Giorgio Armani will launch Orangerie Venise, a new fragrance in the Armani Privé fragrance range.
ORANGERIE VENISE is a zesty, elegant and long-lasting scent. Exquisite and voluptuous, it draws on the different facets of the Bigarade Orange, translating its flowers into delicate, luminous notes of Neroli essence and its fruit into fresh, bitter and rich citrus notes. The woody scent opens with the sparkling notes of Bergamot, combined with the fruity and vibrant freshness of Buchu, against a distinguished woody drydown of cedarwood, moss and ambroxan.
Orangerie Venise was developed by perfumer Dominique Ropion.
Armani Privé Orangerie Venise will be available in 100 ml.

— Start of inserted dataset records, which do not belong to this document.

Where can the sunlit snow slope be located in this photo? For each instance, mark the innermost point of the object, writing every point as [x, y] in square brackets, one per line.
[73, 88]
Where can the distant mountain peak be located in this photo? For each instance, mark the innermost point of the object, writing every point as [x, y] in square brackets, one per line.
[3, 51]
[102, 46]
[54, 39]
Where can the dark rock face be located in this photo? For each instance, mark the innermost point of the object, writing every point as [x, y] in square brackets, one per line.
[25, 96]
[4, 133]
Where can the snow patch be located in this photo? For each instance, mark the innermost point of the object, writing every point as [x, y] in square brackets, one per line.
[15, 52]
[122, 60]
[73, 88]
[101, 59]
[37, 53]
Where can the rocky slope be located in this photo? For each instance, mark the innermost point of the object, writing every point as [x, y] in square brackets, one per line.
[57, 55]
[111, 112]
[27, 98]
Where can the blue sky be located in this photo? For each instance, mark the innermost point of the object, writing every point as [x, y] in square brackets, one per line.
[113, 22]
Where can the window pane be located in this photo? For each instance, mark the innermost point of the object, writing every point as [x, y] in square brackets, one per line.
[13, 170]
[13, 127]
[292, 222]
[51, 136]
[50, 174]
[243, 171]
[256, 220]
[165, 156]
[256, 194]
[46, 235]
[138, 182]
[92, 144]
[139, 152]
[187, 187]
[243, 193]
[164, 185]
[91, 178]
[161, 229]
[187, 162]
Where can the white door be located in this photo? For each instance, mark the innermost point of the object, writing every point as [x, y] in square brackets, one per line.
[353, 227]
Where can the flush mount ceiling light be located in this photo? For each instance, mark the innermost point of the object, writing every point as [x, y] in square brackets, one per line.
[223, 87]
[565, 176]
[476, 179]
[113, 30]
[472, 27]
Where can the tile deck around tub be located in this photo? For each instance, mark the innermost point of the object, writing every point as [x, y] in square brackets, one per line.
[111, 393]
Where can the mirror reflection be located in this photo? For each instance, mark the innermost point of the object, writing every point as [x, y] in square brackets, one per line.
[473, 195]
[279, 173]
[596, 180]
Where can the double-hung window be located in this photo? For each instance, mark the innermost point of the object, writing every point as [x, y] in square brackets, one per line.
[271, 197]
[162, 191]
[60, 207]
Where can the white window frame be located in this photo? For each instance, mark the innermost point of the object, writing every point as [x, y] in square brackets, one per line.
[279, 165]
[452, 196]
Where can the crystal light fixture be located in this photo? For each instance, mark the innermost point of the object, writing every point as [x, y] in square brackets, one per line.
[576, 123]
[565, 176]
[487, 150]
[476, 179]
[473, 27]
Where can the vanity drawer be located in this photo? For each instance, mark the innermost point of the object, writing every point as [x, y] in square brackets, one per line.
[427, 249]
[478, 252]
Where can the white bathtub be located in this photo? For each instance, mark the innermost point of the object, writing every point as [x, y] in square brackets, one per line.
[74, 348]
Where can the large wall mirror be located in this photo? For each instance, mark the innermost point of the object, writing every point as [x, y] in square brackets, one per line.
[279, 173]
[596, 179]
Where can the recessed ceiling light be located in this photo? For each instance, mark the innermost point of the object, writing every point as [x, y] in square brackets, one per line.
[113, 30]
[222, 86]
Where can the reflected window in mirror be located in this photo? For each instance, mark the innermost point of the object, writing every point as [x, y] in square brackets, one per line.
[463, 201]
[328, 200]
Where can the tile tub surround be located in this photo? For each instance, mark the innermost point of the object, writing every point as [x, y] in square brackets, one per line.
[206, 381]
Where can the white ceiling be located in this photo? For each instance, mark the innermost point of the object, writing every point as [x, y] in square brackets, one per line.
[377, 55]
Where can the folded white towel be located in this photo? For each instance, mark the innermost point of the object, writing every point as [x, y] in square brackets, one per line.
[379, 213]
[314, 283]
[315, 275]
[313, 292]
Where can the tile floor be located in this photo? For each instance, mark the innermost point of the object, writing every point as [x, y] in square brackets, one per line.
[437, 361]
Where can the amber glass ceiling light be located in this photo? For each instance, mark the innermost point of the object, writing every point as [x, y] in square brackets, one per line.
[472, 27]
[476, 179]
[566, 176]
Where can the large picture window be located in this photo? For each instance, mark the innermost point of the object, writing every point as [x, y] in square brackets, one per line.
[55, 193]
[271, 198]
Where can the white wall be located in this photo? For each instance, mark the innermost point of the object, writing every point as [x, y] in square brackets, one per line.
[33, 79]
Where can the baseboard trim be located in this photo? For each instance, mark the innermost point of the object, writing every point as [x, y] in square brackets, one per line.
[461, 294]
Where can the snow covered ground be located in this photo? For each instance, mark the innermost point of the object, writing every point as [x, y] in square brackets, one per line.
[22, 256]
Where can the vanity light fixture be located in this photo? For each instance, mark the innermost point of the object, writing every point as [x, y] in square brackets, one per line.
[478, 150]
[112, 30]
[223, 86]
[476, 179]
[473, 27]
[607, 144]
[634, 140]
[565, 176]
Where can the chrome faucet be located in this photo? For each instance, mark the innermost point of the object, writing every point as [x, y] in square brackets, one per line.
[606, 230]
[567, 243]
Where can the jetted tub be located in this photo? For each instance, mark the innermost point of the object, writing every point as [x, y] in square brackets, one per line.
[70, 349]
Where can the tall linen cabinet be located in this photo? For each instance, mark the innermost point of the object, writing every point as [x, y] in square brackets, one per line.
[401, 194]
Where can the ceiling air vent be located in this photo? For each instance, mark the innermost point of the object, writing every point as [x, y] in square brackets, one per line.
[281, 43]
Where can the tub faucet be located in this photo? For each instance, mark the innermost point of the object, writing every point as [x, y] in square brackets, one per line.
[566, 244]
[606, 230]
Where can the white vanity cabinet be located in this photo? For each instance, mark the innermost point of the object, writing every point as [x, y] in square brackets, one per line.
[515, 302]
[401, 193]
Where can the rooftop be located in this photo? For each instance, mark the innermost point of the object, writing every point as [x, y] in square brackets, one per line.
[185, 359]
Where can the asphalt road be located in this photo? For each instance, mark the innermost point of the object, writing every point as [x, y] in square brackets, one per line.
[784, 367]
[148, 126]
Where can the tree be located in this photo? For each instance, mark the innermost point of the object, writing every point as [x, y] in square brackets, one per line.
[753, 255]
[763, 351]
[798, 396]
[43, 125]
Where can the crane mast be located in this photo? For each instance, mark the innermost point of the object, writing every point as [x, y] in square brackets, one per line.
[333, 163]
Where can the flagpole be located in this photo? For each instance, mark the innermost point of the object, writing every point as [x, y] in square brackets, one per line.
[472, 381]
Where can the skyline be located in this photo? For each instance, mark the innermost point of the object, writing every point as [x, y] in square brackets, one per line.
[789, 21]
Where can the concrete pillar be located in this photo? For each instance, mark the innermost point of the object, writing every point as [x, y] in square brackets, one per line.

(via Armani Beauty at YouTube)
In all seriousness, I don’t understand why every new perfume has ambroxan listed. Is it to make it last longer? I don’t think I’m getting what it’s supposed to smell like. I just know in most cases now, it bothers me.
I think there was always lots of ambroxan, it’s just becoming more acceptable to say the chemical name instead of saying “amber” or “ambery woods” or “Amberwood” or whatever.
Will also add that I do not know that every time you see the note “ambroxan” listed, you are even smelling the same aromachemical. Most of the big F&F houses have one or more captive versions of ambroxan…and they don’t all smell exactly the same. If a company is using Ambrox Super, or Ambrofix, does it just get listed as Ambroxan in the PR?
Odd, isn’t it, that chemical names like Ambroxan even make it into the PR? Doesn’t seem aspirational or “romantic” in the same way that “ambery woods” is supposed to be. Do the PR folk count on the audience’s knowing (or thinking they know) a little bit about what Ambroxan, or Iso-E Super is?
Don’t really care about Ambroxan one way or the other, but I think the other notes listed actually sound kind of promising.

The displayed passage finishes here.